Então vem o primeiro domingo da primavera. E havia um velho mendigo que tinha uma perna de pau. Suspeitava-se que em sua mocidade houvesse sido um terrível pirata; de qualquer maneira era agora apenas um velho mendigo que pedia esmola todo domingo na porta da igreja. E havia uma rica velhinha que todo domingo dava ao mendigo uma grande moeda de cobre. Naquele domingo, entretanto, por ser o primeiro da primavera, deu-lhe uma grande moeda de ouro. O mendigo sorriu e pediu licença para lhe oferecer um bela rosa.
Que rosa tão bela, mendigo. Onde a colheu?
Nasceu em minha perna de pau, senhora.
Guardei apenas isso do conto escandinavo que li há muitos anos.
Lembro-me ainda vagamente de um casal de namorados que sai do campo - e a primavera e tão linda que eles esquecem, e voltam mil anos depois, ainda primaveris, em outra primavera...
Mas isso era na Escandinávia, em um daqueles países louros e frios. No Rio será que existe primavera? Proponho que ela exista; apenas o homem distraído não há ver chegar, nem a sente; nossa primavera é sutil e para entrar na cidade não pede licença ao Prefeito.

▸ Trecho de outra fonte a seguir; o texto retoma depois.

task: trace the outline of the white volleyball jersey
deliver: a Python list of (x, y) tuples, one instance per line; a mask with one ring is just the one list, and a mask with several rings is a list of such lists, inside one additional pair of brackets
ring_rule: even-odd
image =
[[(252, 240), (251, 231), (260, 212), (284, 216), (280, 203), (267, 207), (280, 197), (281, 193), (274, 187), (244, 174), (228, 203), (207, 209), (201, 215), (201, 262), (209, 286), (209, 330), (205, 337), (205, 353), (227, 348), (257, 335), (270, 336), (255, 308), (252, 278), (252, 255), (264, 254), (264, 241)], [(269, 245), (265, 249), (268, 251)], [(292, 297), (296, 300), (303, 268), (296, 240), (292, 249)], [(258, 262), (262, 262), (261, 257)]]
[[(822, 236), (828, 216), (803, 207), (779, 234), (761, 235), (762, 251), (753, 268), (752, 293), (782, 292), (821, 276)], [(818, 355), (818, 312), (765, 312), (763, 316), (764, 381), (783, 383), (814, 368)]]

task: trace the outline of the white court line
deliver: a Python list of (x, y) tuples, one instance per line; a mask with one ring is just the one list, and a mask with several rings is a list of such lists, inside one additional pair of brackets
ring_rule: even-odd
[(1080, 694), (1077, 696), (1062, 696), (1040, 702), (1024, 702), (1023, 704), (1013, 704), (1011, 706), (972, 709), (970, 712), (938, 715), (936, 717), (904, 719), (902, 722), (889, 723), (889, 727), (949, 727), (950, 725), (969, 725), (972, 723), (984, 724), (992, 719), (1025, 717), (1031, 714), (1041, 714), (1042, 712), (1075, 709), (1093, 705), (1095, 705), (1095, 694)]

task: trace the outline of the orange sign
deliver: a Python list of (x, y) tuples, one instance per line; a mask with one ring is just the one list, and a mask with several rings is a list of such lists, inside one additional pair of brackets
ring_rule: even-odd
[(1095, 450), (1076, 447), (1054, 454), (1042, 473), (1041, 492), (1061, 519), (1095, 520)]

É claro que falta à nossa gente um pouco de imaginação para sentir, para viver a primavera. Essa gene que espera condução em longas, tediosas filas - por que não aproveita o tempo da espera para fazer rodase cantar? Imagino a cidade sob esse delírio primaveril; os bondes criariam asas; na Gávea os cavalos ficariam brincando de carrossel e as senhoras e cavalheiros correriam felizes pela pista com flores nos dentes.
No cinema, Gina Lolobrigida sairia da tela e viria sentar na poltrona ao meu lado:
- Sim, é bem verdade que me amas? Ouvi o teu sorriso; vi na penumbra, teus olhos brilhavam. Quero ficar junto de ti. lo te voglio tanto bene!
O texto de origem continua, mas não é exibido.